Village in Northamptonshire, England

Broughton is a large village and civil parish in North Northamptonshire, England. The village is around 2 mi south-west of Kettering and is bypassed by the A43 road. At the 2011 census, the population of the parish was 2,208.

The village's name is derived from Old English meaning "fortification farm/settlement" or, perhaps, "brook farm/settlement".

Broughton appears in the Domesday Book of 1086 as Burtone. The church (St. Andrew), which is mostly early 14th century (although the chancel was actually rebuilt in 1828), incorporates part of a (12th century) Norman aisleless church at the south-west angle, including the reset south doorway with colonettes, scallop capitals and zigzags. The village has some notable Jacobean houses.

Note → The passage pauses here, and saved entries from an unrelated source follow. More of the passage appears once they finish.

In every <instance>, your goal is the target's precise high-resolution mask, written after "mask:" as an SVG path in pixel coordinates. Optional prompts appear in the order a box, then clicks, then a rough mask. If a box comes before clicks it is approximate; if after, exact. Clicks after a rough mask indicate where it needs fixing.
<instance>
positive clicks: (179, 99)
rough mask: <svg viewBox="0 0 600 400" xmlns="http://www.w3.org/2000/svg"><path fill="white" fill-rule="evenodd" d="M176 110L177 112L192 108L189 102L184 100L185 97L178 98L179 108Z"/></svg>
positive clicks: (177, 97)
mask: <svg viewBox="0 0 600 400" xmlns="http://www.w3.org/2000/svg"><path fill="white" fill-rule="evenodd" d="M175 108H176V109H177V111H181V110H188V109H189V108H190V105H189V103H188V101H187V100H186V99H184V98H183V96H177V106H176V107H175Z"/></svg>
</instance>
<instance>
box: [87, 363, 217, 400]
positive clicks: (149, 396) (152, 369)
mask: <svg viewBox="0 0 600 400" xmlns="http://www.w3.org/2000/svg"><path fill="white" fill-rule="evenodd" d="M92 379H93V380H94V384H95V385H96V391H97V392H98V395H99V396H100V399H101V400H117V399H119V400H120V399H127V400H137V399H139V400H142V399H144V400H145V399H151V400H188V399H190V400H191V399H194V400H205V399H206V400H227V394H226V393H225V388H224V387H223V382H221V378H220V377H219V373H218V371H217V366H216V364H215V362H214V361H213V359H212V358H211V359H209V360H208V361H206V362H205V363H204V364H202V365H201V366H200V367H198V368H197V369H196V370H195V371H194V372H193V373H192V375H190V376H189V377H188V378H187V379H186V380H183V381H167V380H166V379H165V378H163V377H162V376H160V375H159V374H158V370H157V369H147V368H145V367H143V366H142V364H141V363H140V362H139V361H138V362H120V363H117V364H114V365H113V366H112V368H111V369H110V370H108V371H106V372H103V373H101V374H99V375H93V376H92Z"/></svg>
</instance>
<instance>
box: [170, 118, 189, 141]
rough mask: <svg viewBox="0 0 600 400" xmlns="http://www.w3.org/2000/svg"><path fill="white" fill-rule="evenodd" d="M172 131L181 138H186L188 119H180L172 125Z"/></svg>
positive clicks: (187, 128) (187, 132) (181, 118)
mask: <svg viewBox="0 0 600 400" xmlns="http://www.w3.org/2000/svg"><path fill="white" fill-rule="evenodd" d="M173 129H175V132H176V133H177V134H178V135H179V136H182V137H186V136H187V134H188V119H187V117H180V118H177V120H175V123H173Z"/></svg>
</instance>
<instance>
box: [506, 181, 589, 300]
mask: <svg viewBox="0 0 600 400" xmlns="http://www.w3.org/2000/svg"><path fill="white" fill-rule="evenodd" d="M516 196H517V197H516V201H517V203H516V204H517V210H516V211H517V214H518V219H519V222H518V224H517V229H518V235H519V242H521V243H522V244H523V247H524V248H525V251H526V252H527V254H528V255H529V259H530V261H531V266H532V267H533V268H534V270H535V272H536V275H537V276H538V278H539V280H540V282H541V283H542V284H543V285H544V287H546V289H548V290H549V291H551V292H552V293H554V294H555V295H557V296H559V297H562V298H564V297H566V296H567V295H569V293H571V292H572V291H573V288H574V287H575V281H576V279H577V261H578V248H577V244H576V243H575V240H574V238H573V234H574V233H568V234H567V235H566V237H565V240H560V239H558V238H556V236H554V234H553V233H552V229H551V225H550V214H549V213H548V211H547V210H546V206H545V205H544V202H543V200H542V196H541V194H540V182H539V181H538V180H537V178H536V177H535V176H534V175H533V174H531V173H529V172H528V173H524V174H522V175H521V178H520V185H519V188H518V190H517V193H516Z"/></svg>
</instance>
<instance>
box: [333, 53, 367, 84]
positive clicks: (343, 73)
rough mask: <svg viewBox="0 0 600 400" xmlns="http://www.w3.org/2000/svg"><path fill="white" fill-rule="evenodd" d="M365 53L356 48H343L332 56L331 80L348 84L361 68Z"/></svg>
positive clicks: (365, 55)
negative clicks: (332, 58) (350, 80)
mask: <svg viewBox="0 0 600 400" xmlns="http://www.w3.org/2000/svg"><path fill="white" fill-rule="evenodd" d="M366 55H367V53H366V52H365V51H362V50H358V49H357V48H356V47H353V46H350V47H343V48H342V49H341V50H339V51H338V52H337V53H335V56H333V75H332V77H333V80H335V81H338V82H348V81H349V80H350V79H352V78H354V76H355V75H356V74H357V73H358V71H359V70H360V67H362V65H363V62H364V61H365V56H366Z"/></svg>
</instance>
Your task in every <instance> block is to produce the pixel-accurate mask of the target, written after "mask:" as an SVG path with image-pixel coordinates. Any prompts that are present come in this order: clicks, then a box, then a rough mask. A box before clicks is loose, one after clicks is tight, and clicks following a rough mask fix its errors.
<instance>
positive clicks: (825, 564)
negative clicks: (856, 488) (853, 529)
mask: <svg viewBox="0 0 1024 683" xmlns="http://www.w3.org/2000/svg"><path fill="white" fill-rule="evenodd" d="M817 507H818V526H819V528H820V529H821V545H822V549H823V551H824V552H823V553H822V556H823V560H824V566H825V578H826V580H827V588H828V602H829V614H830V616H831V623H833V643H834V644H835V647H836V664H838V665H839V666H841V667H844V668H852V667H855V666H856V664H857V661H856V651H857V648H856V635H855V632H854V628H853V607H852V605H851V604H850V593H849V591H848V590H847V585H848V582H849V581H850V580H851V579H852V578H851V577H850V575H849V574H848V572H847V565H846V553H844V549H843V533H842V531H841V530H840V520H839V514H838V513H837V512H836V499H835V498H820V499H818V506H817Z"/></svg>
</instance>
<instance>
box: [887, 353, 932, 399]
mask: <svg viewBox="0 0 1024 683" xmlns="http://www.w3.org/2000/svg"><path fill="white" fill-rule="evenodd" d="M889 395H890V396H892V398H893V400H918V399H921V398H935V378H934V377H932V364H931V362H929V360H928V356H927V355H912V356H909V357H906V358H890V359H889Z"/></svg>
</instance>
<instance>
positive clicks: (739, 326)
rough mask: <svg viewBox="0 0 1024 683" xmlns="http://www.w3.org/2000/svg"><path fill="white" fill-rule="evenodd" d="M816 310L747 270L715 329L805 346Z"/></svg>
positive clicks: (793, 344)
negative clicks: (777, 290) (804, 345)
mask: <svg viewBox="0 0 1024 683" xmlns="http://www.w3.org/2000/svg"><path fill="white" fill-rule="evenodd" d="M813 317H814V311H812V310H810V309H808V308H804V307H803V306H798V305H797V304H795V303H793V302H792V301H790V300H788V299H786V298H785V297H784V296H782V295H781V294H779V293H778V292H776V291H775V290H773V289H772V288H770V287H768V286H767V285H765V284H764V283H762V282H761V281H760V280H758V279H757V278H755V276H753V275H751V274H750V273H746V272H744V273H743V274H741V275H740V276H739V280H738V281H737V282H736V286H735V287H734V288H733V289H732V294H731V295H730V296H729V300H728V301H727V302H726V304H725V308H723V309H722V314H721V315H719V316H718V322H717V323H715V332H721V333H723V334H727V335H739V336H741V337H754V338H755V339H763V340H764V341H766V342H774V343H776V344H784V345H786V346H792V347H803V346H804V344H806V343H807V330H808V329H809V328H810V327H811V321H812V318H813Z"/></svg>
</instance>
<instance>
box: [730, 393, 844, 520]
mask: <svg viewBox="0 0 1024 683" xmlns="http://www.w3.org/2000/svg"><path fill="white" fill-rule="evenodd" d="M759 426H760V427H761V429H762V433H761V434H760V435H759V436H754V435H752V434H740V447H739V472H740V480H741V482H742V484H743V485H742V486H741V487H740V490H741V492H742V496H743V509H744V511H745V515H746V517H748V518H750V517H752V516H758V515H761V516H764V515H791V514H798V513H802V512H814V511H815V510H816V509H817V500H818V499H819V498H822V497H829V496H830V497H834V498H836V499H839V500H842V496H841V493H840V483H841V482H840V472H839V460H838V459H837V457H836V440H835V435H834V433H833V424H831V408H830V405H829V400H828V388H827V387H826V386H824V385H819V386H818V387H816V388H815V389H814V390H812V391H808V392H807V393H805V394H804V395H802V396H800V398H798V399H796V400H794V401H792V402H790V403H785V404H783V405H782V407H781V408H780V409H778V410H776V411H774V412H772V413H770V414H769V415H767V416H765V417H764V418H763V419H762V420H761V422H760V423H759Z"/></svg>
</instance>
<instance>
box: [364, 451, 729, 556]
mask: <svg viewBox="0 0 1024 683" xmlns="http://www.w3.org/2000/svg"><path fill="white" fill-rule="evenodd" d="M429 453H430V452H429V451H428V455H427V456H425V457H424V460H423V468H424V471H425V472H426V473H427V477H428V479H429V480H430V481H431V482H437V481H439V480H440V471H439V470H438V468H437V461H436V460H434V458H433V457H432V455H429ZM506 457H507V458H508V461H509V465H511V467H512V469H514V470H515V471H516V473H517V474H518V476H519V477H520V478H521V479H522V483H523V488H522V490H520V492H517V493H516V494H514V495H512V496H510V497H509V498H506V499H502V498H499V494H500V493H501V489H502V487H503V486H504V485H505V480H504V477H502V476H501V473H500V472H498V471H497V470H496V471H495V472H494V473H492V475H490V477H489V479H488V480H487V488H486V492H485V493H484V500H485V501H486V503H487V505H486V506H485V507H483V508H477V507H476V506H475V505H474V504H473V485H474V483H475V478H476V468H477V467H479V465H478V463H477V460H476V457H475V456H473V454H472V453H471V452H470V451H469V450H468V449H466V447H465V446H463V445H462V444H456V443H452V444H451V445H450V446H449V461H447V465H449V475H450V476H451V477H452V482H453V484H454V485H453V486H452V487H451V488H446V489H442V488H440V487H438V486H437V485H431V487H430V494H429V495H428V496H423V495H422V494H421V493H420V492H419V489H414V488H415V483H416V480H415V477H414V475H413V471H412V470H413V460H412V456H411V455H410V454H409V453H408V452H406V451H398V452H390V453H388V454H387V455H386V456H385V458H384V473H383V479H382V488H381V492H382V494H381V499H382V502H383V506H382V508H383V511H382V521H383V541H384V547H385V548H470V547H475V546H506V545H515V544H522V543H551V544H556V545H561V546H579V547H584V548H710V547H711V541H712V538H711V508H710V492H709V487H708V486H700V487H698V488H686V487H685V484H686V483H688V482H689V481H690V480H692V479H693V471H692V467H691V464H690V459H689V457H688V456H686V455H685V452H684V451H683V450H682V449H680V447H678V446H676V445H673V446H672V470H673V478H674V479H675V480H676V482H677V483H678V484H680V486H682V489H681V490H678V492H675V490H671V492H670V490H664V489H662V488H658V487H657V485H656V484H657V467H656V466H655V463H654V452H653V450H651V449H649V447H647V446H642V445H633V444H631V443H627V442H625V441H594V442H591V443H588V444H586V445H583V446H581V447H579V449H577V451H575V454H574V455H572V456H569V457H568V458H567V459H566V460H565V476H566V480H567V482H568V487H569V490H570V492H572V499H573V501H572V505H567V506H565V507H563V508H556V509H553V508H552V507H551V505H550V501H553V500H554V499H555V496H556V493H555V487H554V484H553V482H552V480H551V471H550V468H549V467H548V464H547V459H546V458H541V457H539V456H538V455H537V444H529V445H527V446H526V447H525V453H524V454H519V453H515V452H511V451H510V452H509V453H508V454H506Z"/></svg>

Broughton currently has one pub, The Red Lion; it used to also have The Sun but that closed. A protest to keep the pub running was fought for by driving a tank to Kettering Borough Council offices but no appeal has been won. The village also has three shops. It used to have a separate post office; that is now part of one of the shops. Many years ago, it had a cinema, five bakers, 7 pubs, 6 shops, a petrol station, and a butcher.

==Tin Can Band==
An ancient custom or ritual, which still exists in the village, is that of the "Tin Can Band". It is held annually in mid-December, when, at midnight, a group of people walk around the village making as much noise as possible by banging on tin cans (anything from cans to pots, pans and metal dustbins). Various reasons have been suggested for the custom, including scaring away evil spirits just before Christmas, or (less charitably) that was a kind of "rough music" to drive out gypsies. Nowadays it's quite good-natured, but in the past there have been riotous scenes, especially in years when the authorities tried to prevent it happening. It doesn't happen as regularly or noticeably anymore, but most people in Broughton participate in some way.